Le Choix Goncourt Nordique 2025 attribué à Sandrine Collette

Ce sont la force de la narration, l’imaginaire puissant et le souffle du conte qui ont conquis les jurés. À travers Madelaine, héroïne habitée par une détermination farouche, le roman célèbre le courage de résister face à la rigueur du climat, à la famine, et à l’arbitraire d’une société résolument inégale, quel qu’en soit le prix à payer.

La délibération du Choix Goncourt Nordique 2025 s’est tenue le vendredi 30 mai en présence de Philippe Claudel, président de l’Académie Goncourt. Le Choix Goncourt international, présent dans plus de 40 pays, est une émanation du célèbre prix Goncourt, le plus prestigieux des prix littéraires français. Porté par les Instituts français et les services culturels de certaines ambassades, il constitue un baromètre littéraire mondial qui permet de mesurer l’écho rencontré par les quatre derniers titres présélectionnés pour le prix Goncourt auprès du public étudiant à travers le monde.

Ce nouveau Choix Goncourt Nordique vient enrichir une constellation déjà bien vivante : si des jurys existaient déjà en Suède et en Finlande, c’est la première fois que l’ensemble de la zone nordique est réuni sous une même bannière littéraire. Le Choix Goncourt Nordique est organisé en partenariat avec les Instituts français de Suède, du Danemark et de Finlande, l’Alliance française de Reykjavik et l’Ambassade de France en Islande.

Sandrine Collette est une voix montante de la littérature française. Son roman On était des loups (2022), a été publié par les éditions J en Suède sous le titre Vi var vargar.

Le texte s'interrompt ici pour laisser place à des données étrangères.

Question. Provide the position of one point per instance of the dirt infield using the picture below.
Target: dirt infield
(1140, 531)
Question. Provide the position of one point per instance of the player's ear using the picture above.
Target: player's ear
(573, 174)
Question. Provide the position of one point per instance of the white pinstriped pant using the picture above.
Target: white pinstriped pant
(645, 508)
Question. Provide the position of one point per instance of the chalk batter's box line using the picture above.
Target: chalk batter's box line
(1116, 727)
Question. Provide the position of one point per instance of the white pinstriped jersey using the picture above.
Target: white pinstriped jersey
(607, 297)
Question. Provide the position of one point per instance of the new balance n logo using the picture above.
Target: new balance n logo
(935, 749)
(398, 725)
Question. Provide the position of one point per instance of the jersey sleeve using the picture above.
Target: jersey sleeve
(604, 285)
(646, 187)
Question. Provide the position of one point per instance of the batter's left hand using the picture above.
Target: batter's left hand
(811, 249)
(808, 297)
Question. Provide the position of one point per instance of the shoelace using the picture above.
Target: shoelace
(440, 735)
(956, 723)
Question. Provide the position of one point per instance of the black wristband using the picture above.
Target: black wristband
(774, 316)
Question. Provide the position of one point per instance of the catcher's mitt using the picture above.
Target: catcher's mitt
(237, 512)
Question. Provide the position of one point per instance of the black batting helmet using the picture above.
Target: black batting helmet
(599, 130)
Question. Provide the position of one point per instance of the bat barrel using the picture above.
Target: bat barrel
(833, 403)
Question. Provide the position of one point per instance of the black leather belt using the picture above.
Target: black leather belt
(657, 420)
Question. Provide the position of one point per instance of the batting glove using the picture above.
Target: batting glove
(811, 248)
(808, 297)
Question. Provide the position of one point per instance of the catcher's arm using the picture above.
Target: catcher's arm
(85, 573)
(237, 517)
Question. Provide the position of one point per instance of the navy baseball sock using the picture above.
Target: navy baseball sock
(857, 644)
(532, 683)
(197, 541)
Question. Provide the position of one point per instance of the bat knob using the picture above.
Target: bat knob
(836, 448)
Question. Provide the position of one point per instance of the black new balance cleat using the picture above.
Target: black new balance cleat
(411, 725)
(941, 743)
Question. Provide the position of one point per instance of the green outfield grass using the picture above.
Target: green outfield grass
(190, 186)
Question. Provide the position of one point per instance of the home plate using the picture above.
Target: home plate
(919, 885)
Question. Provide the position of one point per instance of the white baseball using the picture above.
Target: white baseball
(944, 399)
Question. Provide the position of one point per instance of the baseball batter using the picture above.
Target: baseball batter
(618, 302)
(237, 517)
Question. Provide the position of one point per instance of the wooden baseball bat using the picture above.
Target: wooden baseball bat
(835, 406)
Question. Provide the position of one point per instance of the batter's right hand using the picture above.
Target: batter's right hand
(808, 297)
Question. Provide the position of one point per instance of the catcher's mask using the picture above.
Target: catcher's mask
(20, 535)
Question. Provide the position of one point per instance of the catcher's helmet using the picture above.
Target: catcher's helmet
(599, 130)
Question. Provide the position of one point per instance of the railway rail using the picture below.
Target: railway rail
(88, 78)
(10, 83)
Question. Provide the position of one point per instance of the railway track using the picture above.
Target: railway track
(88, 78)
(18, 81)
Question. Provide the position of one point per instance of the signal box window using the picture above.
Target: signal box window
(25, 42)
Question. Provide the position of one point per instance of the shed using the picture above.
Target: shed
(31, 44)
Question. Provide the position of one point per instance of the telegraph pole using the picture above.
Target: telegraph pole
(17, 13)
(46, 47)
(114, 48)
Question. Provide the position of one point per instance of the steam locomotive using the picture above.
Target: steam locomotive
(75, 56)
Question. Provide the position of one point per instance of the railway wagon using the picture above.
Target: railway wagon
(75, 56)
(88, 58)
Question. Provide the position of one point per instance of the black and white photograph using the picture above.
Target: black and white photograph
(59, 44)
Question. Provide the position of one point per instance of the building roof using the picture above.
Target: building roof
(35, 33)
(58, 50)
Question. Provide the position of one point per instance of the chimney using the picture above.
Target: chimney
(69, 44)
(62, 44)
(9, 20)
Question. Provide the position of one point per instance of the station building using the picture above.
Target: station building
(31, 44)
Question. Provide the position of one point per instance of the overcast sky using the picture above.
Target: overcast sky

Madelaine avant l’aube (2024)
C’est un endroit à l’abri du temps. Ce minuscule hameau, qu’on appelle Les Montées, est un pays à lui seul pour les jumelles Ambre et Aelis, et la vieille Rose. Ici, l’existence n’a jamais été douce. Les familles travaillent une terre avare qui appartient à d’autres, endurent en serrant les dents l’injustice. Mais c’est ainsi depuis toujours. Jusqu’au jour où surgit Madelaine. Une fillette affamée et sauvage, sortie des forêts.